Creamy vegetarian pumpkin spinach lasagna that is the perfect weekday healthy dinner. Bright creamy pumpkin and ricotta filling mixed with hearty green spinach, layered between tender lasagna noodles nestled between layers of creamy cheese. A meatless main dish everyone will love!
My husband loves lasagna of any kind and this pumpkin spinach lasagna was no exception. The combination of the creamy pumpkin filling mixed with the ricotta cheese and spinach is everything.
We also love this Roasted Butternut Squash Lasagna that we make all the time in the fall for our weekly Sunday family dinners.
Why you will simply love this Pumpkin Spinach Lasagna
- Fun and easy to make with only a few ingredients like spinach, cheese, and pumpkin.
- A great healthy fall family meal everyone will love!
- Meat-free and easily made vegan.
- Hearty spinach, creamy cheese and pumpkin, a perfect combo of great flavors
- Kid-friendly and husband approved!
Ingredients needed to make this recipe
How to make pumpkin spinach lasagna
- Sauté’ the spinach: heat up a pan with some olive oil, add the onions and cook until translucent. Then add in the garlic, cook for 1 minute. Add in the spinach and turn it in the pan to mix it in with the onions and garlic until wilted. Let cool.
- While the spinach is cooking, you can prepare the pumpkin filling. Add the pumpkin puree to a medium-size bowl. Pour in the plant-based milk, cinnamon, nutmeg, salt, and pepper and stir to combine.

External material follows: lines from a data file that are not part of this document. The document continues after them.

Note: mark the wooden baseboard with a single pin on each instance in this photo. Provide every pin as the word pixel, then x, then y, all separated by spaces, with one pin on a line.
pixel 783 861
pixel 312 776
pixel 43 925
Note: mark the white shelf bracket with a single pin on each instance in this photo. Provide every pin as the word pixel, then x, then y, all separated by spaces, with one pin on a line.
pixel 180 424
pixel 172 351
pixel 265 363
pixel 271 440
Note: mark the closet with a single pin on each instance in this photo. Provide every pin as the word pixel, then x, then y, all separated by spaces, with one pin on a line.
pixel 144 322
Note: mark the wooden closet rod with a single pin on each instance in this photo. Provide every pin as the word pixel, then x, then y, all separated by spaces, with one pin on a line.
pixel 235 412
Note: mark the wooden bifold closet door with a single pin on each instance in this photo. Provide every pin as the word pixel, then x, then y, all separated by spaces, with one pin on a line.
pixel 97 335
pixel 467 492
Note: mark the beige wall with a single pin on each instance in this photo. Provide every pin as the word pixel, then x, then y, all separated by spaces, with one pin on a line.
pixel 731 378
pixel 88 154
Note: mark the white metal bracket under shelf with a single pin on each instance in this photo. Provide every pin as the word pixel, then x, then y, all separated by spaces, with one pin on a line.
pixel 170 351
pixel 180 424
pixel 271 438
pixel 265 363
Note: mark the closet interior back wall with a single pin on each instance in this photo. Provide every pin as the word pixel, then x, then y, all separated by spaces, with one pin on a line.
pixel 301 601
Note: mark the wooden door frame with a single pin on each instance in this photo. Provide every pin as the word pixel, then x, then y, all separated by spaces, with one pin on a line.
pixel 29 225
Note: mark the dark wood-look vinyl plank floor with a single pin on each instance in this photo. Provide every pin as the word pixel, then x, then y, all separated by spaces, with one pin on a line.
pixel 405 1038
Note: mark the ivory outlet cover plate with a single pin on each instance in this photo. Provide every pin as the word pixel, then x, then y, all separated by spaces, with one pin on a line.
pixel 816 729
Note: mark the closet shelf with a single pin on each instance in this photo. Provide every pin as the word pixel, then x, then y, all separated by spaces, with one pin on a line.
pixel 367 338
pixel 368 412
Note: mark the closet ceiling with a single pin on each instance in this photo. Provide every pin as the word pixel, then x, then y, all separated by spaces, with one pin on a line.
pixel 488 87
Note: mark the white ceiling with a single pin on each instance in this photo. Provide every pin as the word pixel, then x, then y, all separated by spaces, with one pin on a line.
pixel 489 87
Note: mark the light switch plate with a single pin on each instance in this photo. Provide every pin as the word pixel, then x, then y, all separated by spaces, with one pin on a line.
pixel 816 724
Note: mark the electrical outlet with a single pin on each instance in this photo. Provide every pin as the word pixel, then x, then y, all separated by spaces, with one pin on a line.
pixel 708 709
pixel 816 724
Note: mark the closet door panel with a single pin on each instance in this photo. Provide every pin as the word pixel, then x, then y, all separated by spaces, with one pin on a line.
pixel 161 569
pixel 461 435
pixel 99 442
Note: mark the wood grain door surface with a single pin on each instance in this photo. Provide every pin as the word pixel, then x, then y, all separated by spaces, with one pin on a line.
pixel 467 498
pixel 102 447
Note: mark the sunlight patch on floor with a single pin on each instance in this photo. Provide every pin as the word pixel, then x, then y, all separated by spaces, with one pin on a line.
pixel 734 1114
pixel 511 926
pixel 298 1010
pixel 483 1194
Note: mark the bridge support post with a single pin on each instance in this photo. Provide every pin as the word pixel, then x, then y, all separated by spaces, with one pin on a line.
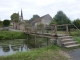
pixel 35 40
pixel 47 42
pixel 67 31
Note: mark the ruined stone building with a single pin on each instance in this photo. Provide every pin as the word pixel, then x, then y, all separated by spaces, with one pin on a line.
pixel 20 25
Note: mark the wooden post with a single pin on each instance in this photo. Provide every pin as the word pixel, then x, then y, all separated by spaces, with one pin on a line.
pixel 27 38
pixel 55 29
pixel 35 40
pixel 67 29
pixel 47 42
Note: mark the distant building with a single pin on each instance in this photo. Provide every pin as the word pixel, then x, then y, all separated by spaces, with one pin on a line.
pixel 46 20
pixel 20 24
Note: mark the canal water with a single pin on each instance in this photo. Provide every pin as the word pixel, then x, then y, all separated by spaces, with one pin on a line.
pixel 75 54
pixel 9 47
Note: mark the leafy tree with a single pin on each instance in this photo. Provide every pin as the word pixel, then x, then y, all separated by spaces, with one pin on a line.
pixel 77 23
pixel 6 22
pixel 61 18
pixel 33 18
pixel 15 17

3. Mix up the ricotta cheese filling: Add the ricotta cheese, egg, parmesan, mozzarella, oregano, salt, and pepper to a medium-size bowl and mix.

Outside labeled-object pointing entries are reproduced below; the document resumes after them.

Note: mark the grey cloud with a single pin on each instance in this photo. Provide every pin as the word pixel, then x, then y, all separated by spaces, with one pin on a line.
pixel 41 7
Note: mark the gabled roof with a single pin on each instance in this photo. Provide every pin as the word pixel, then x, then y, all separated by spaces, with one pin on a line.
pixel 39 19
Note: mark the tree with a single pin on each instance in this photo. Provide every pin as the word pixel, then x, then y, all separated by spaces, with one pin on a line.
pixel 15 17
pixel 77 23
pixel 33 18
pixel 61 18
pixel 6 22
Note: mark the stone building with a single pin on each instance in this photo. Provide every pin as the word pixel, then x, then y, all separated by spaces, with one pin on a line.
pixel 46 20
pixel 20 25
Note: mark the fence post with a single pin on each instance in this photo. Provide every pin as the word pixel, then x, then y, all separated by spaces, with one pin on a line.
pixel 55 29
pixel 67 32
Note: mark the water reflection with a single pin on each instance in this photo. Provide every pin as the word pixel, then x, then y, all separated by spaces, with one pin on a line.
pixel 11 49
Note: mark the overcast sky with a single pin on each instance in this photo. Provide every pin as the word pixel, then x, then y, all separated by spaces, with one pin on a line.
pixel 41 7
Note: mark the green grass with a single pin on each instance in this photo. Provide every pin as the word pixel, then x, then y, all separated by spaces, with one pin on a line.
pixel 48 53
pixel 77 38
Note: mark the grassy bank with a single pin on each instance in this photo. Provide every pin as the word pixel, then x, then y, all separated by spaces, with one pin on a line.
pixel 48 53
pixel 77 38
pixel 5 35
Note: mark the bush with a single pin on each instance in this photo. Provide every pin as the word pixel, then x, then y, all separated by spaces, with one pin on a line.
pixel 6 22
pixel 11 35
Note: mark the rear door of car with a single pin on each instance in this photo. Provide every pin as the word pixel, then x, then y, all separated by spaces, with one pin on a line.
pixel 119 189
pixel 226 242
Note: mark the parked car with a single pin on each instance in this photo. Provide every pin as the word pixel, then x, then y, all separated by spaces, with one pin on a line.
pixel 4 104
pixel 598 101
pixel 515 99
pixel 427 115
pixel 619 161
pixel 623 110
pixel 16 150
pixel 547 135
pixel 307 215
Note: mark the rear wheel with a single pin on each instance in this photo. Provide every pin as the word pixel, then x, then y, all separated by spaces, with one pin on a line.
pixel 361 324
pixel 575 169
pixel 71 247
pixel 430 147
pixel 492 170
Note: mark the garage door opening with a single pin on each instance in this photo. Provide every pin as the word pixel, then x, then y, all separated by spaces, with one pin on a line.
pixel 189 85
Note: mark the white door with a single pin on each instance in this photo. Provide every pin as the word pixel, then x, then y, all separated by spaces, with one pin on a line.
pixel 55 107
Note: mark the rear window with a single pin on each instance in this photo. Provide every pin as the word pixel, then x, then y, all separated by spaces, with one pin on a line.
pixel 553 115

4. Add the cooked, cool spinach mixture to the ricotta cheese filling and fold it in. So good!
5. Now it’s time to build the layers. Preheat the oven to 400 degrees F and spray a 9×13 pan or lasagna pan with cooking spray. To layer: Spread 1/3 cup of the pumpkin filling in the bottom of the pan in an even layer. Place 4-5 lasagna noodles into the bottom of the pan to cover the pumpkin filling. Top the noodles with 1/2 of the ricotta cheese mixture, 1/2 of the mozzarella, and more of the pumpkin filling. Sprinkle some of the parmesan cheese over the pumpkin filling and repeat: Noodles + Cheese filing+mozzarella+Pumpkin Filing+plus remaining mozzarella and parmesan.

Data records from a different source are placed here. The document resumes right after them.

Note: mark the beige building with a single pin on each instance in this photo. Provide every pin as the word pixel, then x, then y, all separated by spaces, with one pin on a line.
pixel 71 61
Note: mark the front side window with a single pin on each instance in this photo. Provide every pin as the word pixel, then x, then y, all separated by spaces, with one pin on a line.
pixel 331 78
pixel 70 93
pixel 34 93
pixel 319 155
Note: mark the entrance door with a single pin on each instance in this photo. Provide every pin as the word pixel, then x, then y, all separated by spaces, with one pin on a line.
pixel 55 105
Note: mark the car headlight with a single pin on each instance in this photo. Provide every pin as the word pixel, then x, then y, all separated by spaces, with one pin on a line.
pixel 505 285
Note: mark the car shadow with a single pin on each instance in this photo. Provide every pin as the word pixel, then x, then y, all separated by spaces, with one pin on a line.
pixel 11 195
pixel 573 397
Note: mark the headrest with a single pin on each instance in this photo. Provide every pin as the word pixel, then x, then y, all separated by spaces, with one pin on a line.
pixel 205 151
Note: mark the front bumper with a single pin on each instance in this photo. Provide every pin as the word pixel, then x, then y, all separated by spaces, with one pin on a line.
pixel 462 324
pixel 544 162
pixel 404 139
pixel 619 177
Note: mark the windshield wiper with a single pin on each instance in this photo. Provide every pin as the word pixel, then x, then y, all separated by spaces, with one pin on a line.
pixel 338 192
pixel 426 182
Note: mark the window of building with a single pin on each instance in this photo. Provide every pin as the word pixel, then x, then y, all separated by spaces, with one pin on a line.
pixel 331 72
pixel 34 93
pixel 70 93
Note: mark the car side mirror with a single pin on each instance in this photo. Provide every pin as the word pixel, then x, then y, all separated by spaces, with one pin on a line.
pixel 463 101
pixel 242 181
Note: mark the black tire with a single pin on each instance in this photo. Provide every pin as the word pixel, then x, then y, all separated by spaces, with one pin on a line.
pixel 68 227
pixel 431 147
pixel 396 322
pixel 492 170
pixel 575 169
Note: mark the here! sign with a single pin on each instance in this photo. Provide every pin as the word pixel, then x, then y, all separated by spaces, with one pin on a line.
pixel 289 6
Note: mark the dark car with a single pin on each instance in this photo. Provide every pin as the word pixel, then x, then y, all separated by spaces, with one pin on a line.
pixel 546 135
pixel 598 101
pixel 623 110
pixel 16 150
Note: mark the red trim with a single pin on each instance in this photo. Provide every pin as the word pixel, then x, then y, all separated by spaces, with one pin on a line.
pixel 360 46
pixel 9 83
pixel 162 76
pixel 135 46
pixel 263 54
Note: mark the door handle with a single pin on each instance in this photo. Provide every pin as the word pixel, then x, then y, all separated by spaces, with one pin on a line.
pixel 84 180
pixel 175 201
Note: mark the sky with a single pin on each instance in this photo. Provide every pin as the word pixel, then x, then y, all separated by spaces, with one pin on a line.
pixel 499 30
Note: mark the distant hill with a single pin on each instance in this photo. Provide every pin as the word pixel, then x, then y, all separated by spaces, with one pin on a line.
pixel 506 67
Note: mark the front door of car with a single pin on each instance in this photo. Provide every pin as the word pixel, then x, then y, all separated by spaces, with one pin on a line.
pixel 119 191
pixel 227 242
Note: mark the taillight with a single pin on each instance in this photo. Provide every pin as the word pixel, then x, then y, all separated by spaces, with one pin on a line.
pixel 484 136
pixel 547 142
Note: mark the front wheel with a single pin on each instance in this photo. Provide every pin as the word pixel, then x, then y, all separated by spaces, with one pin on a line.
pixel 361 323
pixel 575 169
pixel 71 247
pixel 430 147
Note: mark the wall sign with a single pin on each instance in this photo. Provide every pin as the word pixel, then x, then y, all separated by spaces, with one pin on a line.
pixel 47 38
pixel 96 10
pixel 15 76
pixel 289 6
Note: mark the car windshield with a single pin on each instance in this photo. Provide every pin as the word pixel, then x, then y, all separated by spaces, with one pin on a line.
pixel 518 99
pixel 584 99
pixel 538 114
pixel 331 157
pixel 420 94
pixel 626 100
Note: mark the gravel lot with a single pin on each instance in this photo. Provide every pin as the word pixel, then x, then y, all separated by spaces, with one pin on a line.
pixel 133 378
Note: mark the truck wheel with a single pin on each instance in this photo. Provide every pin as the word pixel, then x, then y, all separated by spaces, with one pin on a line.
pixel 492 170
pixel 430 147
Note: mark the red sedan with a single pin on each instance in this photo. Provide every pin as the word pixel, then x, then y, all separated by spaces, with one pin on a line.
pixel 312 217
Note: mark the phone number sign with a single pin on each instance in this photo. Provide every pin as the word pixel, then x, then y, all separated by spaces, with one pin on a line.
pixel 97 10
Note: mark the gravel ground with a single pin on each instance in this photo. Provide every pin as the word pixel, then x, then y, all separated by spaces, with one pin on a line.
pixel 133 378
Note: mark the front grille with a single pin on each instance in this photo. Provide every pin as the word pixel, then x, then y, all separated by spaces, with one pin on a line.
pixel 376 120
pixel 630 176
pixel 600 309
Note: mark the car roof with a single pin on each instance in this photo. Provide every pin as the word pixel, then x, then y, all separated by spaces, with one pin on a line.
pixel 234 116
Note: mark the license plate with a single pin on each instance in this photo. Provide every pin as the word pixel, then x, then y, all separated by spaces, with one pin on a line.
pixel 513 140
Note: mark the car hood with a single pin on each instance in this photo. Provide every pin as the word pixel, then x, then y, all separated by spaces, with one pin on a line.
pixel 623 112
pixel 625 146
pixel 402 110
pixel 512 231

6. Cover with foil and bake covered for 25 minutes. Then remove the foil and bake until golden brown – about another 15-20 minutes.
7. Remove. let cool and top with fresh herbs like basil and parsley.
It’s so creamy good! The flavors in this pumpkin spinach lasagna are everything I love about fall! Warm spices, comforting pumpkin, and heart-healthy spinach all in one delicious lasagna.
Recipe Tips and Variations
- For the greens you can use spinach or kale, both work. You can use frozen spinach but you will have to thaw it, ring out the excess liquid, and then sauté it.
- To make this recipe vegan, use dairy-free ricotta, mozzarella, and parmesan. There are a lot of vegan lasagna noodles that are pretty good. My fav is lentil lasagna noodles but you would need to cook them per the package instructions before layering the lasagna.
- You can use any lasagna noodles in this recipe. I opted for no-boil lasagna noodles, which you can also buy gluten-free, which I love! If you use whole wheat noodles then you will need to boil them per the package instructions before layering the lasagna.
- Mashed or canned sweet potato or even butternut squash are all alternatives to the pumpkin in this recipe but I think the pumpkin is the best!
- You can leave this recipe vegetarian or add in some crumbled, cooked sausage or ground turkey and add it as a layer or mix it in with the ricotta cheese filling.
- You can store this lasagna covered in the fridge for up to 5 days. It just gets better as it sits. Great for meal prep!